What is array name 2.4?

The essence of array parameter passing is not to pass the entire array, but the address of the first element
bubble_ sizeof(arr) in the sort function calculates the size of the pointer, resulting in an error
Arr is essentially the address of the first element.
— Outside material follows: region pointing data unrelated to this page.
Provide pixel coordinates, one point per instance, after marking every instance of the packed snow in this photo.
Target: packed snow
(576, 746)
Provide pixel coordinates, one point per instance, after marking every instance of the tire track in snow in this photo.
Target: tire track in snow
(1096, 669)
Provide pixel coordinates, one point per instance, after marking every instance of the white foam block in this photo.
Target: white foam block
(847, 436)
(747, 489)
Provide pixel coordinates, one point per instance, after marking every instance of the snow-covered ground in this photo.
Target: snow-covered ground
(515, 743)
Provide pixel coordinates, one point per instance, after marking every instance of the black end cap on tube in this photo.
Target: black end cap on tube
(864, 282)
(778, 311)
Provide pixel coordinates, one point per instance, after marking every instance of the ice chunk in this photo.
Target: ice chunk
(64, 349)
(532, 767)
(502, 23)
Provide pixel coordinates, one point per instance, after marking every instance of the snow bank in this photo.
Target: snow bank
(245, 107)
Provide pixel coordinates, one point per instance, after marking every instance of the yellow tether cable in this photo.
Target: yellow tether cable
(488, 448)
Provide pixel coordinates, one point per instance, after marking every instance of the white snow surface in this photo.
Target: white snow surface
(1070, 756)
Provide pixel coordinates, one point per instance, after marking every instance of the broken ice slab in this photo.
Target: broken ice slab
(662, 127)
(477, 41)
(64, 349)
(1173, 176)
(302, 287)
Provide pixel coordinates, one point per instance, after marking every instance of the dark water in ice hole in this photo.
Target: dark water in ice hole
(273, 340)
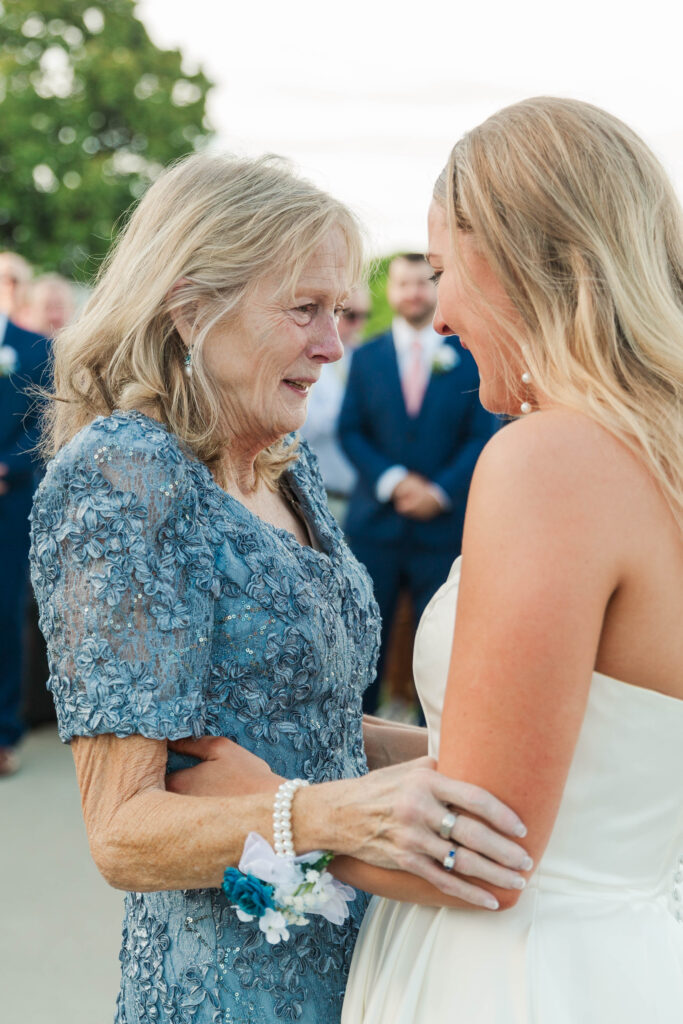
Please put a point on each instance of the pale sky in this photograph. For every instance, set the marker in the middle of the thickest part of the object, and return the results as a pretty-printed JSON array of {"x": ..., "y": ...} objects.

When receiving an array, you can also use int *arr instead of int arr []

Special circumstances: 1& arr

2. sizeof (array name), calculate the size of the whole array. sizeof has a separate array name inside, and the array name represents the whole array

4.3 correct design of bubble sorting function

void bubble_sort(int arr[], int sz)//Parameter number of array elements received
{
	//The code is the same as the above function
	int i = 0;
	for(i=0; i<sz-1; i++)//sz-1 bubble sort
	{
		int j = 0;
		for(j=0; j<sz-i-1; j++)
		{
			if(arr[j] > arr[j+1])
			{
				int tmp = arr[j];
				arr[j] = arr[j+1];
				arr[j+1] = tmp;
			}
		}
	}
}
int main()
{
	int arr[] = {3,1,7,5,8,9,0,2,4,6};
	int sz = sizeof(arr)/sizeof(arr[0]);
	bubble_sort(arr, sz);//Can I sort normally?
	for(i=0; i<sz; i++)
	{
		printf("%d ", arr[i]);
	}
	return 0;
}

5. Data examples

5.1 application example of array 1: Sanzi chess

My other blogs have written:
tic-tac-toe .

5.2 application example of array 2: minesweeping game

My other blogs have written:
The Minesweeper game.

Let's apply what we have learned and play!